One of the other interesting (to me at least) findings, was that the Christians sampled believed the Star of Bethlehem to be a scientific/astrological phenomenon. I offered the opportunity to say it was supernatural (giving the example of an angel) but few respondents said they believed that.

I have to say, personally myself, since it's all done and over now that, I myself believe that it was astrological. The Magi were Babylonian astrologers and when they come to Jerusalem to worship the new-born king, Herod's palace have no idea what they're talking about - which to me at least means that it couldn't have been a comet - every ancient culture around the world feared comets as portents of doom - interestingly every culture around the world fears 'the sky falling'. I will concede that after the visit to the palace the account sounds more supernatural, with the 'star' leading the way.

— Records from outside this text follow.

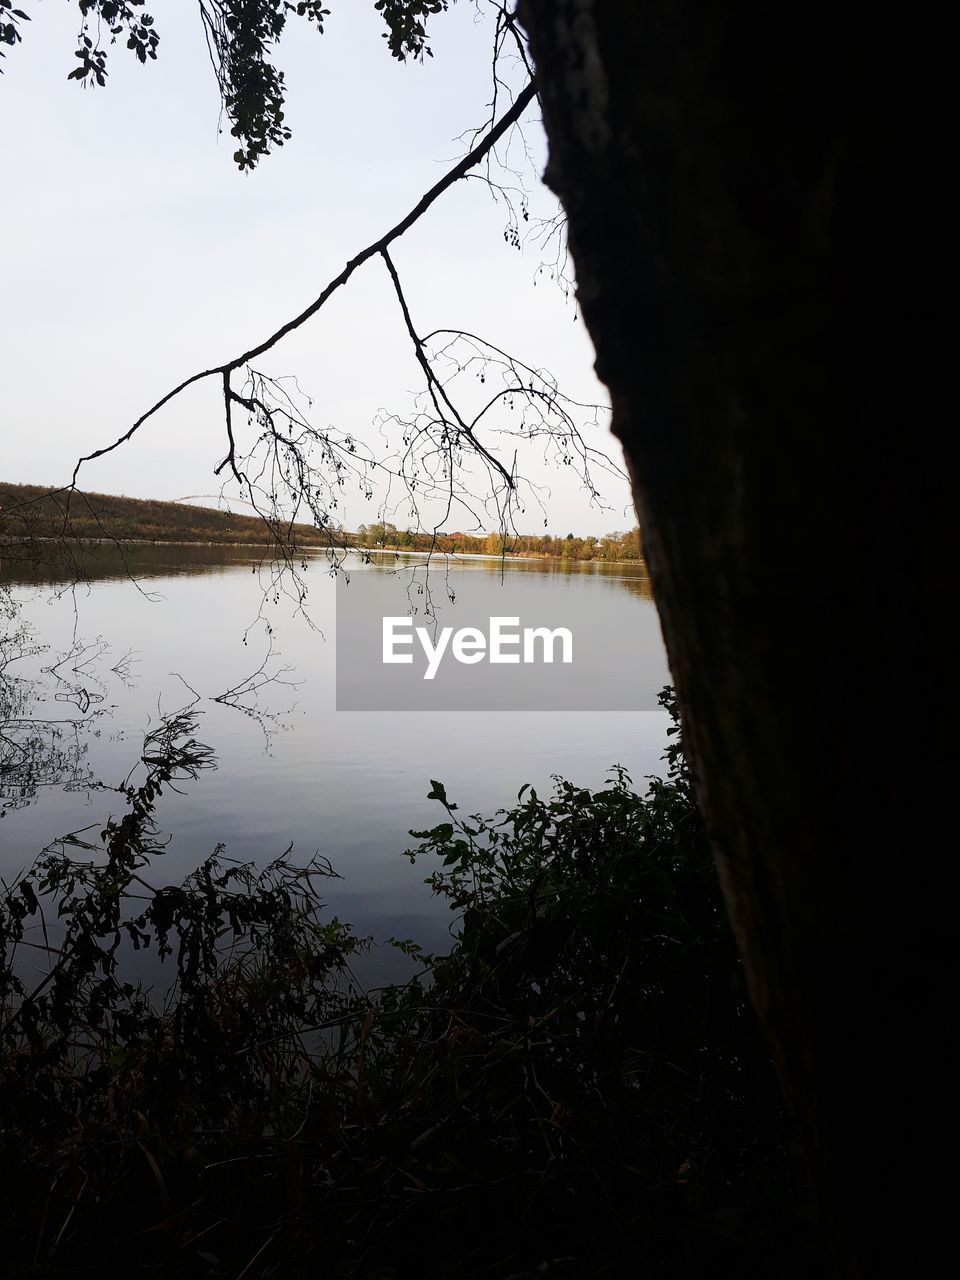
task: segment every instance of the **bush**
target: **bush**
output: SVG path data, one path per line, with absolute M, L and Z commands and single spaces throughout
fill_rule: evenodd
M 0 899 L 5 1274 L 818 1274 L 676 724 L 643 796 L 617 769 L 463 819 L 434 783 L 409 856 L 454 944 L 395 941 L 420 974 L 368 993 L 325 863 L 218 849 L 150 887 L 194 733 L 167 721 L 125 816 Z

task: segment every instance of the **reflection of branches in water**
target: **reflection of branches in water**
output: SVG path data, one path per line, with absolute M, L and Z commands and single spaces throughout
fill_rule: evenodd
M 11 658 L 3 641 L 0 636 L 0 817 L 7 809 L 25 808 L 42 787 L 76 791 L 96 785 L 83 734 L 99 714 L 76 720 L 31 715 L 33 685 L 10 671 L 11 661 L 22 655 Z
M 285 717 L 293 714 L 297 708 L 297 702 L 294 700 L 284 710 L 278 710 L 263 703 L 264 692 L 268 690 L 272 692 L 280 688 L 299 689 L 304 682 L 302 680 L 287 680 L 284 678 L 294 670 L 294 667 L 289 664 L 282 667 L 271 667 L 271 660 L 279 658 L 280 654 L 274 651 L 273 631 L 269 626 L 266 627 L 266 633 L 267 652 L 256 670 L 238 680 L 229 689 L 224 689 L 222 693 L 214 694 L 209 698 L 209 701 L 219 703 L 222 707 L 230 707 L 233 711 L 239 711 L 249 720 L 252 720 L 263 734 L 264 750 L 269 755 L 276 734 L 285 732 L 290 728 Z M 246 644 L 246 638 L 244 639 L 244 644 Z M 184 688 L 188 689 L 193 695 L 193 702 L 190 704 L 192 710 L 201 701 L 203 695 L 198 693 L 179 671 L 173 671 L 171 675 L 175 676 Z
M 75 634 L 70 646 L 41 668 L 54 681 L 52 700 L 77 708 L 78 715 L 63 718 L 43 715 L 42 703 L 49 696 L 43 682 L 15 670 L 17 663 L 45 650 L 34 642 L 9 591 L 0 590 L 0 816 L 31 804 L 41 788 L 89 791 L 102 786 L 87 752 L 91 734 L 100 732 L 97 722 L 110 711 L 109 688 L 102 678 L 110 646 L 101 637 L 84 640 Z M 133 661 L 128 650 L 107 670 L 129 687 Z
M 139 662 L 136 649 L 127 649 L 110 668 L 125 689 L 132 689 L 137 683 L 133 677 L 134 663 Z
M 25 809 L 44 787 L 100 788 L 86 759 L 85 737 L 94 718 L 0 719 L 0 817 L 7 809 Z
M 7 587 L 0 586 L 0 679 L 9 678 L 15 662 L 40 652 L 41 647 L 34 643 L 29 627 L 20 616 L 17 602 Z
M 302 680 L 288 680 L 285 678 L 294 668 L 289 664 L 276 666 L 273 660 L 280 656 L 274 650 L 273 631 L 268 627 L 267 652 L 257 669 L 212 699 L 213 702 L 218 702 L 223 707 L 231 707 L 234 711 L 239 711 L 247 716 L 248 719 L 254 721 L 263 734 L 267 754 L 270 753 L 272 748 L 274 736 L 290 727 L 285 717 L 292 715 L 296 710 L 297 700 L 294 699 L 284 710 L 276 710 L 264 705 L 262 699 L 265 692 L 274 693 L 278 689 L 299 689 L 303 684 Z
M 133 688 L 136 683 L 133 679 L 136 650 L 127 649 L 107 667 L 109 653 L 110 645 L 103 636 L 95 636 L 92 640 L 74 637 L 70 648 L 61 653 L 56 662 L 41 668 L 44 675 L 53 676 L 57 682 L 54 699 L 72 702 L 81 715 L 86 715 L 90 707 L 102 703 L 108 693 L 107 683 L 97 674 L 98 670 L 116 676 L 124 688 Z
M 96 675 L 96 668 L 109 648 L 102 636 L 93 640 L 74 638 L 70 648 L 60 654 L 56 662 L 41 667 L 44 675 L 52 676 L 56 681 L 54 700 L 73 703 L 81 715 L 86 715 L 91 706 L 102 703 L 106 697 L 106 685 Z

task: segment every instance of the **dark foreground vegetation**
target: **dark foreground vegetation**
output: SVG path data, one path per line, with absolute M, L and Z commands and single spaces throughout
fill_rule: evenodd
M 434 783 L 452 949 L 364 992 L 325 863 L 160 887 L 195 733 L 0 895 L 5 1277 L 823 1274 L 676 741 L 642 796 Z
M 533 556 L 564 561 L 642 560 L 640 531 L 603 538 L 573 533 L 449 533 L 362 524 L 356 532 L 299 522 L 243 516 L 186 502 L 156 502 L 106 493 L 54 492 L 39 485 L 0 482 L 0 542 L 71 540 L 117 542 L 213 542 L 273 546 L 289 556 L 298 548 L 356 547 L 360 551 L 419 551 L 440 555 Z

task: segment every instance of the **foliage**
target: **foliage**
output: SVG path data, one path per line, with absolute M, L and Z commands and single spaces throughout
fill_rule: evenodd
M 350 1008 L 335 979 L 362 944 L 319 918 L 315 881 L 333 874 L 323 860 L 294 867 L 285 855 L 258 870 L 218 848 L 182 885 L 146 879 L 164 851 L 158 799 L 214 763 L 194 729 L 189 710 L 165 718 L 145 741 L 145 776 L 119 788 L 123 817 L 95 839 L 57 841 L 3 885 L 8 1260 L 33 1255 L 54 1273 L 89 1265 L 107 1212 L 98 1206 L 129 1247 L 130 1223 L 170 1211 L 205 1148 L 256 1146 L 267 1132 L 282 1142 L 305 1075 L 302 1047 L 289 1046 Z M 175 967 L 163 999 L 129 976 L 150 949 Z M 171 1169 L 180 1181 L 168 1185 Z M 128 1210 L 144 1171 L 153 1195 Z M 36 1233 L 29 1245 L 25 1231 Z
M 603 538 L 576 537 L 572 533 L 560 538 L 551 533 L 470 534 L 435 530 L 427 533 L 398 529 L 395 525 L 378 521 L 360 525 L 351 537 L 358 547 L 428 551 L 441 555 L 541 556 L 558 560 L 611 562 L 643 559 L 640 530 L 636 526 L 625 533 L 605 534 Z
M 68 79 L 84 86 L 105 85 L 108 50 L 118 40 L 140 62 L 156 60 L 160 36 L 153 17 L 144 10 L 146 0 L 78 3 L 78 65 Z M 403 62 L 408 57 L 432 56 L 426 23 L 449 3 L 376 0 L 374 8 L 386 23 L 384 38 L 393 57 Z M 290 137 L 284 118 L 286 85 L 283 72 L 274 64 L 287 20 L 303 18 L 322 34 L 330 10 L 323 7 L 323 0 L 200 0 L 200 16 L 223 109 L 238 142 L 234 160 L 240 169 L 253 169 Z M 13 0 L 0 0 L 0 46 L 20 43 L 20 25 L 29 21 L 27 13 L 13 7 Z
M 741 1233 L 789 1198 L 776 1090 L 672 692 L 661 701 L 674 742 L 645 795 L 616 768 L 600 791 L 558 777 L 548 799 L 524 788 L 464 819 L 435 782 L 449 820 L 411 855 L 440 860 L 430 883 L 460 913 L 430 965 L 431 1000 L 456 1010 L 446 1143 L 485 1145 L 485 1167 L 548 1211 L 553 1247 L 592 1250 L 598 1273 L 620 1274 L 624 1249 L 654 1274 L 743 1261 Z
M 29 14 L 24 13 L 22 9 L 13 7 L 13 0 L 0 0 L 0 58 L 5 58 L 3 46 L 13 46 L 19 44 L 23 37 L 20 34 L 20 24 L 29 22 Z M 0 74 L 3 73 L 3 67 L 0 66 Z
M 374 8 L 383 14 L 383 33 L 390 52 L 401 62 L 407 57 L 433 57 L 427 44 L 427 19 L 449 8 L 450 0 L 376 0 Z
M 189 712 L 166 721 L 125 815 L 0 899 L 7 1274 L 817 1274 L 667 758 L 645 796 L 617 769 L 490 819 L 435 783 L 446 820 L 409 856 L 439 859 L 454 944 L 395 941 L 422 971 L 364 995 L 325 864 L 217 850 L 150 887 L 158 798 L 213 763 Z M 163 1001 L 124 976 L 138 947 L 174 964 Z

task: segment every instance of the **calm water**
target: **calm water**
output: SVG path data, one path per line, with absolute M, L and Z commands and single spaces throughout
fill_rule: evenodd
M 402 612 L 397 564 L 389 557 L 363 569 L 379 575 L 384 613 Z M 0 570 L 0 584 L 11 586 L 44 646 L 10 668 L 23 677 L 18 715 L 30 723 L 5 733 L 17 749 L 35 751 L 40 769 L 38 785 L 21 794 L 10 781 L 11 748 L 0 754 L 8 765 L 0 773 L 0 875 L 56 836 L 98 829 L 119 812 L 115 795 L 88 784 L 119 784 L 160 712 L 195 697 L 198 737 L 216 751 L 218 768 L 161 801 L 158 818 L 171 841 L 154 878 L 179 879 L 221 841 L 232 856 L 259 861 L 291 843 L 304 858 L 319 850 L 343 877 L 329 886 L 331 906 L 381 939 L 440 946 L 446 936 L 446 908 L 423 884 L 430 868 L 401 857 L 411 828 L 442 820 L 426 799 L 431 778 L 470 813 L 510 804 L 524 783 L 546 789 L 554 773 L 596 786 L 614 763 L 637 782 L 659 770 L 666 726 L 659 709 L 338 712 L 335 588 L 322 559 L 305 575 L 308 618 L 282 590 L 276 598 L 250 549 L 139 549 L 129 557 L 136 583 L 113 553 L 87 556 L 86 567 L 90 580 L 78 586 L 55 570 Z M 631 645 L 611 649 L 607 694 L 637 672 L 651 689 L 666 683 L 656 613 L 637 566 L 472 561 L 450 572 L 458 597 L 469 597 L 471 583 L 489 591 L 501 574 L 515 588 L 522 575 L 539 608 L 556 606 L 565 617 L 602 612 L 612 631 L 628 632 Z M 215 700 L 264 660 L 258 689 L 241 691 L 236 705 Z

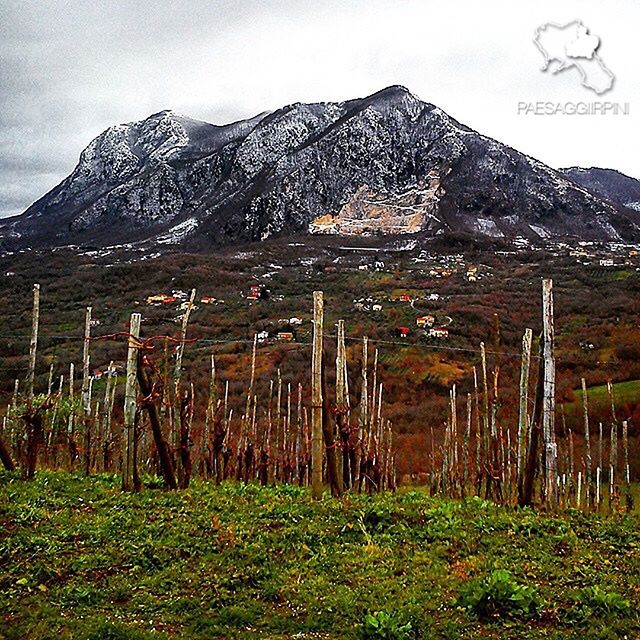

This is what has led me to become interested in ancient astrology - I wanted to know what the Babylonian Magi saw that set them on their journey and I don't think it's possible to identify that without seriously understanding their astrological beliefs. Well it turns out it used to be known to Christians, a Roman writer Julius Firmicus Maternus in circa 330 was writing not only a Christian apologetics book on the error of pagan religions but a textbook on astrology in which he gives the birth chart of a divine man - Christians believe that Jesus' nature is fully God and fully man. It also turns out that while divinatory astrology has long been rejected, for example by Thomas Aquinas, it wasn't wholesale rejected until much more recently. Martin Luther's right-hand man Philip Melancthon was a practicing astrologer and Luther wrote that while he didn't agree with Philip about its usefulness, didn't see anything wrong with the way he was doing it.

Astrology was far, far more acceptable in medieval times and earlier. Which is why I'm keen to read and translate Tycho Brahe's letters regarding astrology, as he too, like every astronomer of the day was both an astronomer and an astrologer.